And it’s not just arms, it’s military training and procedures. The cartel mentioned most often in the article (the Zetas) literally WERE the army - they were special forces and commandos that decided to become the muscle for the Gulf Cartel because it paid more.
Then the Gulf Cartel learned the problems of relying on mercenaries when the Zetas turned on them as well, becoming one of the most dominant cartels in the world.
Anyway, to answer your question: the cartels have tanks, helicopters, ships, submarines, mortars, grenades and missiles.
A bunch of highly trained ex-commandos with billions in budget and hundreds of thousands of “troops” (in aggregate) that doesn’t much care about hurting civilians can do a lot of damage.
> There was a general shifting of position and a group clearing of throats.
> 'What about mercenaries?' said Boggis.
> 'The problem with mercenaries,' said the Patrician, 'is that they need to be paid to start fighting. And, unless you are very lucky, you end up paying them even more to stop -'
I had the impression that cartels, north of the border, prefer mail bombs to bullets. Yet the narco tanks that image search gives me are uniformly flat-bottomed, suggesting that IEDs are not common south of the border.
A few years ago there was a live news broadcast on Mexican TV of a running downtown street battle between the cops/feds/army and one of the cartels. I think it was in Juarez. We watched in real time as the state forces retreated, outmanned and outgunned.
It's so different to the reality that most of us inhabit that it's hard to imagine.
It might have been Sinaloa, where the police captured one of the sons of "El chapo".
There was actually something fishy about that event, and some even think it was a setup of the local government against the federal government.
No doubt there was extreme fishiness involved. One common trait of most corrupt societies is the concentration of power at the top of the pyramid, and how the same few names and families keep popping up all over the landscape.

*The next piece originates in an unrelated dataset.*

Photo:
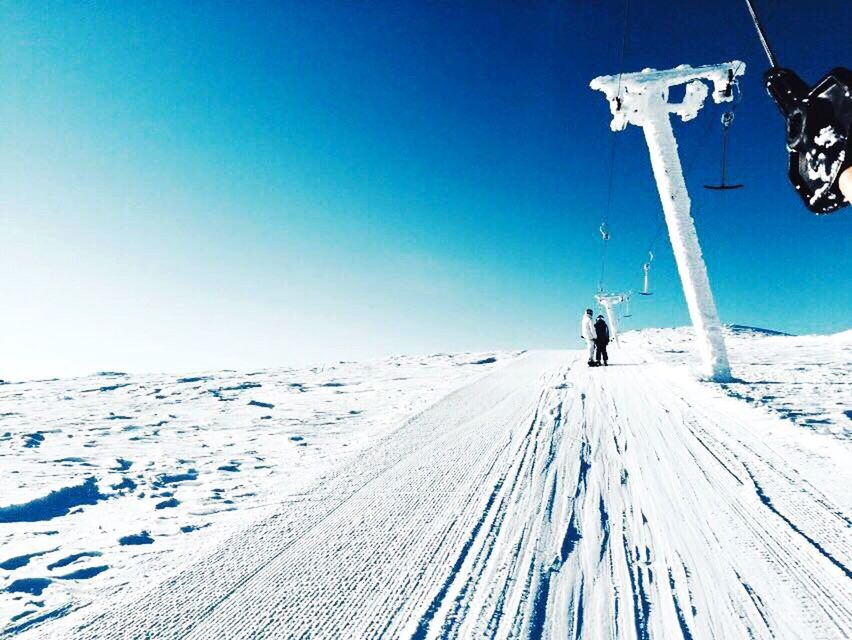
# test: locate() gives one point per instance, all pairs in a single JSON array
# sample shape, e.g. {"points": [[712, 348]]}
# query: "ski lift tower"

The current Mexican cartels are offshoots of the military / federal police. A large part of their military / police organization is taking bribes, if not outright working for cartels. It's tragic. They are well armed and more importantly, know how to use them.
> In May 2010 an NPR report collected allegations from dozens of sources, including U.S. and Mexican media, Mexican police officials, politicians, academics, and others, that Sinaloa Cartel had infiltrated and corrupted the Mexican federal government and the Mexican military by bribery and other means. According to a report by the U.S. Army Intelligence section in Leavenworth, over a 6-year period, of the 250,000 soldiers in the Mexican Army, 150,000 deserted and went into the drug industry.